# Overview

## Overview

Start

Nov 16, 2020

Close

May 11, 2021

### Description

Our best estimates show there are over 7 billion people on the planet and 300 billion stars in the Milky Way galaxy. By comparison, the adult human body contains 37 *trillion* cells. To determine the function and relationship among these cells is a monumental undertaking. Many areas of human health would be impacted if we better understand cellular activity. A problem with this much data is a great match for the Kaggle community.

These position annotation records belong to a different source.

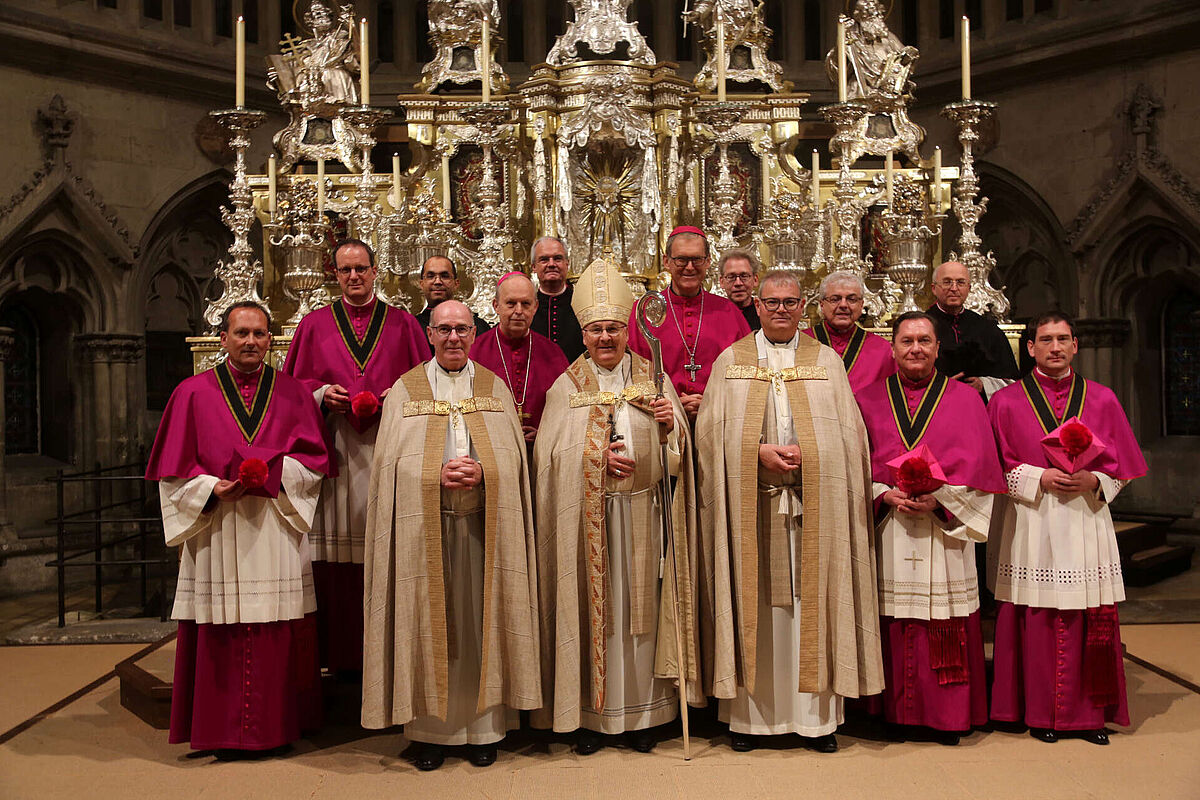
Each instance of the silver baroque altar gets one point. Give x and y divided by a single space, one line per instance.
609 154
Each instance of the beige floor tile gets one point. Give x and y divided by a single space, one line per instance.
37 677
1175 648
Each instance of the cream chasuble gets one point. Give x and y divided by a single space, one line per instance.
450 587
247 560
777 707
610 665
813 564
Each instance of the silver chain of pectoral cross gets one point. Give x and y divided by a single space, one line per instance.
691 366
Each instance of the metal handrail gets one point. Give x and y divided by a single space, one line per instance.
94 517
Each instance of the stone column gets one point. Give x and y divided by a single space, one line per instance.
109 415
7 341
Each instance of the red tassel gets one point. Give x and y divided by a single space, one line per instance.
1099 659
948 650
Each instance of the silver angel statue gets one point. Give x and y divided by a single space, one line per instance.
877 61
315 78
456 40
747 40
601 25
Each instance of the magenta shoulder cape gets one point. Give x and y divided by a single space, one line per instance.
721 325
873 360
319 354
957 433
546 364
1019 433
198 433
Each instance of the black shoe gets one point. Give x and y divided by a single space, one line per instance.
587 743
1095 737
481 755
742 743
641 740
826 744
430 758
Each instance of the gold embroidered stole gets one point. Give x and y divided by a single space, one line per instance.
595 537
423 404
747 367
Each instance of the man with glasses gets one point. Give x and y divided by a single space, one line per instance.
439 282
865 355
348 354
738 271
246 672
599 465
699 324
973 349
1054 563
924 428
555 318
527 361
450 597
787 559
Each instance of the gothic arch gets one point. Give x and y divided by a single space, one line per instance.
180 246
59 264
1032 260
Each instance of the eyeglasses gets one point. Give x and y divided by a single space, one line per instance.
773 304
444 331
604 330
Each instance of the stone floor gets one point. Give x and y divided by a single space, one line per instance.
90 746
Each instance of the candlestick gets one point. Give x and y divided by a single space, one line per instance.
816 180
841 60
365 61
937 180
485 56
395 179
321 187
966 58
720 56
888 178
273 178
766 185
240 64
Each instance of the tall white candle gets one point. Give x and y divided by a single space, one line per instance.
365 61
966 58
720 56
816 180
395 180
766 184
273 179
321 187
888 178
937 180
841 60
485 59
240 62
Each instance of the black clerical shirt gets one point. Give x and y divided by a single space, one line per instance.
556 320
972 344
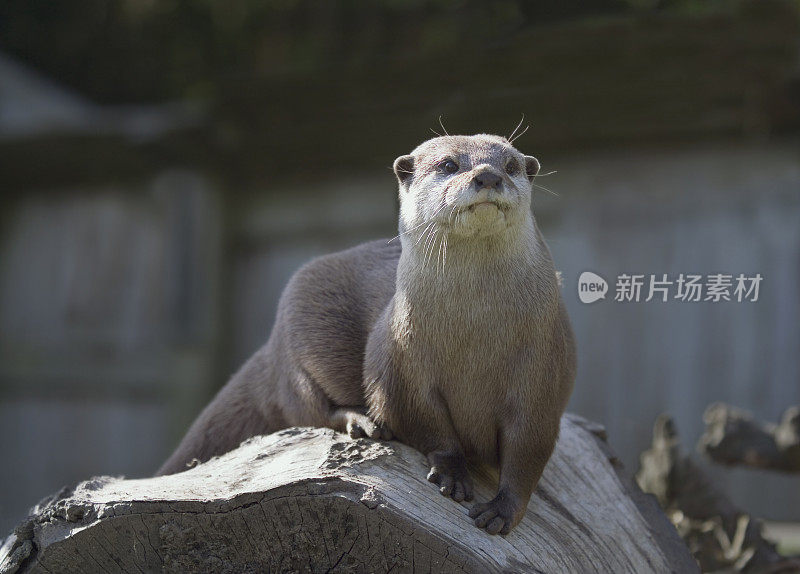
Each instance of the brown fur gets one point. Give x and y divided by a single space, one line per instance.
455 338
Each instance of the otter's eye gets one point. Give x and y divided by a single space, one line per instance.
449 166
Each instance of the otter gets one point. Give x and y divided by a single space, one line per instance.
454 339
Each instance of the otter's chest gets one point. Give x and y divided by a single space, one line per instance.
470 356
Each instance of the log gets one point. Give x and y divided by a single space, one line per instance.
734 437
312 500
721 536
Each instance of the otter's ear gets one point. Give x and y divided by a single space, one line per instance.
404 168
531 166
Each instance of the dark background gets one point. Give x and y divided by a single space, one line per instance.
165 166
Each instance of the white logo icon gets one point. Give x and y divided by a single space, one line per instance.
591 287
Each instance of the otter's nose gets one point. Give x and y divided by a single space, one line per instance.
487 179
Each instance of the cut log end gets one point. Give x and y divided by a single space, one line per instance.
314 500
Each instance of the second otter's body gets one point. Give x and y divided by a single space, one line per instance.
456 341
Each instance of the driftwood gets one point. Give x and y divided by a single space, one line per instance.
721 536
312 500
733 437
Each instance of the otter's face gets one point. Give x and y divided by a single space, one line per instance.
465 185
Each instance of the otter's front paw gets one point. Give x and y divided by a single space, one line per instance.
360 425
499 515
449 471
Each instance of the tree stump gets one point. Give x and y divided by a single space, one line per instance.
734 437
312 500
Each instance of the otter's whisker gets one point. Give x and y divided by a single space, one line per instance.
545 189
444 129
407 231
520 134
511 137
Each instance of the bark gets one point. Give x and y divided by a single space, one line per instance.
312 500
733 437
720 535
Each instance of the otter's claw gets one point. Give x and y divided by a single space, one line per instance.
497 516
359 426
450 473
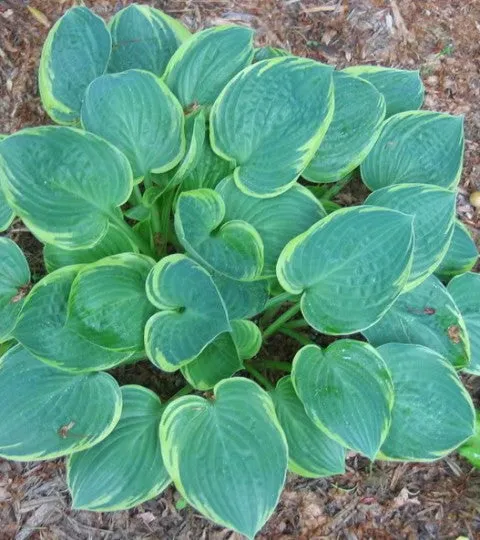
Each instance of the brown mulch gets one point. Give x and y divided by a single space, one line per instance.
439 37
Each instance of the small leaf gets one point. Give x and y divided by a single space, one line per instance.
204 64
373 245
75 53
347 391
247 338
108 305
53 342
144 38
356 124
115 241
433 209
126 468
219 360
432 413
243 299
277 220
66 413
419 147
465 291
461 256
156 145
311 453
192 312
68 189
270 120
215 451
230 247
427 316
402 89
14 285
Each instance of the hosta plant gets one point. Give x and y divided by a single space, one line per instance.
184 206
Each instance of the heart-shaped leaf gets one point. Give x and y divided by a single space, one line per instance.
311 452
192 312
433 209
432 413
218 361
47 412
427 316
14 285
204 64
151 134
277 220
231 247
115 241
108 305
357 120
215 451
373 245
243 299
461 256
144 38
45 310
75 53
67 190
247 337
270 120
402 89
126 468
419 147
465 291
347 391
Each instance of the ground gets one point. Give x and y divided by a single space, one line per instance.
439 37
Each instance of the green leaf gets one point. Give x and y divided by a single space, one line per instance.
192 312
144 38
471 449
419 147
265 53
356 124
151 134
433 209
347 391
219 360
465 291
47 412
68 189
126 468
204 64
311 453
231 247
115 241
461 256
427 316
228 456
432 413
373 245
75 53
277 220
402 89
53 342
14 282
270 120
247 337
243 299
108 305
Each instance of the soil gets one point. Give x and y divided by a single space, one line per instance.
383 500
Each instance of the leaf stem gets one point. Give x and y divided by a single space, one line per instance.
284 317
303 340
187 389
259 377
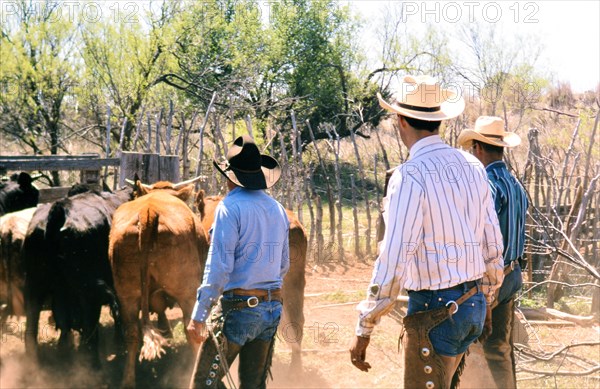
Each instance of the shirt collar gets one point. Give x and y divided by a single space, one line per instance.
495 165
424 143
234 190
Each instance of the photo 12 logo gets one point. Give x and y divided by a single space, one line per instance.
71 11
455 12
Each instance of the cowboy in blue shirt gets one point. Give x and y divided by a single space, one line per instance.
247 260
487 142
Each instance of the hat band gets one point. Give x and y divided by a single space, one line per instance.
417 108
492 135
229 167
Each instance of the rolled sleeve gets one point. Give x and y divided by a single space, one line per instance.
404 225
492 251
219 263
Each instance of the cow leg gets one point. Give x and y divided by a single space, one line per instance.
32 312
159 304
90 336
130 314
186 301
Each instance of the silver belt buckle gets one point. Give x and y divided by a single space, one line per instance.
252 301
455 306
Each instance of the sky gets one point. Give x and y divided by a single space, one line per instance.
569 31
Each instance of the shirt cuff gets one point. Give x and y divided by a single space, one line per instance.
200 313
364 329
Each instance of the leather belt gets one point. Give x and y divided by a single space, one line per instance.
510 267
256 296
463 286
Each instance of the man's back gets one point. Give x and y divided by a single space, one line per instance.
261 242
445 192
511 205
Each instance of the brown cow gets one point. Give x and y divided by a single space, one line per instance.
156 244
13 227
292 318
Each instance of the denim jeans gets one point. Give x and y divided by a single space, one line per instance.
511 285
246 324
454 335
245 331
498 348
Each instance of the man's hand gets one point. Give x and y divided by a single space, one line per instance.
487 325
197 331
358 353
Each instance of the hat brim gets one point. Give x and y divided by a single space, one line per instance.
466 138
268 176
448 109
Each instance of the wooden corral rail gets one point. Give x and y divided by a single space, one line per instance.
55 162
89 165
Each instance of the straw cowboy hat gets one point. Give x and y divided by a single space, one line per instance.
246 167
490 130
422 97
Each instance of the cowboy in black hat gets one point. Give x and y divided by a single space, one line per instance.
247 260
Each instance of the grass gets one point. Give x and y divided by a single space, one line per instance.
341 296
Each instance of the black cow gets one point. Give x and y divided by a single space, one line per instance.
18 194
66 259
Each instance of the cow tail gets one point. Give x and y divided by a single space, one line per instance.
152 347
5 257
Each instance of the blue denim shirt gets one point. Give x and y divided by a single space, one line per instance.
249 247
511 205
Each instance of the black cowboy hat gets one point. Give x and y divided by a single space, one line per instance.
247 167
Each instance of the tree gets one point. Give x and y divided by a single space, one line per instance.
37 75
126 60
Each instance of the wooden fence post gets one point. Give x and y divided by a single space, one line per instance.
355 217
158 120
338 179
169 127
201 138
364 191
327 185
137 129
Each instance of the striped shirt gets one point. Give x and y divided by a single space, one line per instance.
511 205
441 229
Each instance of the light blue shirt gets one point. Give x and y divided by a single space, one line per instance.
511 204
249 247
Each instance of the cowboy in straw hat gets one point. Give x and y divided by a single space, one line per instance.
487 142
489 130
247 260
425 212
423 98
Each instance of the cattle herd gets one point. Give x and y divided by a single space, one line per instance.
139 249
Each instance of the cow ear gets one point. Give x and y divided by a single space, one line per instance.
185 193
200 202
139 189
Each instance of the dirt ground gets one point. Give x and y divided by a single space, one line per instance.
331 297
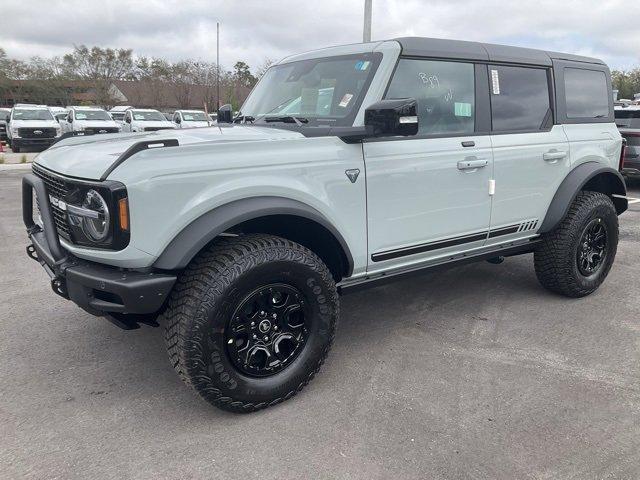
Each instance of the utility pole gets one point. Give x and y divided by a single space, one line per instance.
217 66
366 33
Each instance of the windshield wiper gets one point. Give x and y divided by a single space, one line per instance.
244 119
287 119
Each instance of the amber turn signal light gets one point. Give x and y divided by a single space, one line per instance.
123 214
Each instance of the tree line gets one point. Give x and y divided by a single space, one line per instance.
626 82
48 80
57 79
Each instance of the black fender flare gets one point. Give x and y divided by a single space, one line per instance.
575 181
193 238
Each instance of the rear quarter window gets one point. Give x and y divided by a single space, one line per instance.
586 93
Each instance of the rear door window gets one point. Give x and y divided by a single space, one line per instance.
444 91
586 93
628 118
520 98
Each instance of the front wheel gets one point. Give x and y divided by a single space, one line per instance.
250 321
576 257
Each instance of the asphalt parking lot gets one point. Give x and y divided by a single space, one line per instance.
476 372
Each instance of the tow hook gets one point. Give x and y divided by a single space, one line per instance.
59 286
31 252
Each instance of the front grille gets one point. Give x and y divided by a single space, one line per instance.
31 132
155 129
96 130
56 187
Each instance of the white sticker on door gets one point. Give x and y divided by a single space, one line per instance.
495 82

Just as the Human Genome Project mapped the entirety of human DNA, the [Human BioMolecular Atlas Program](https://hubmapconsortium.org/) (HuBMAP) is a major endeavor. Sponsored by the National Institutes of Health (NIH), HuBMAP is working to catalyze the development of a framework for mapping the human body at a level of glomeruli functional tissue units for the first time in history. Hoping to become one of the world's largest collaborative biological projects, HuBMAP aims to be an open map of the human body at the cellular level.

This competition, "Hacking the Kidney," starts by mapping the human kidney at single cell resolution.

Your challenge is to detect functional tissue units (FTUs) across different tissue preparation pipelines. An FTU is defined as a "three-dimensional block of cells centered around a capillary, such that each cell in this block is within diffusion distance from any other cell in the same block" ([de Bono, 2013](https://www.ncbi.nlm.nih.gov/pubmed/24103658)). The goal of this competition is the implementation of a successful and robust glomeruli FTU detector.

You will also have the opportunity to present your findings to a panel of judges for additional consideration. Successful submissions will construct the tools, resources, and cell atlases needed to determine how the relationships between cells can affect the health of an individual.

Advancements in HuBMAP will accelerate the world's understanding of the relationships between cell and tissue organization and function and human health. These datasets and insights can be used by researchers in cell and tissue anatomy, pharmaceutical companies to develop therapies, or even parents to show their children the magnitude of the human body.

> This is a Code Competition. Refer to [Code Requirements](https://www.kaggle.com/c/hubmap-kidney-segmentation/overview/code-requirements) for details.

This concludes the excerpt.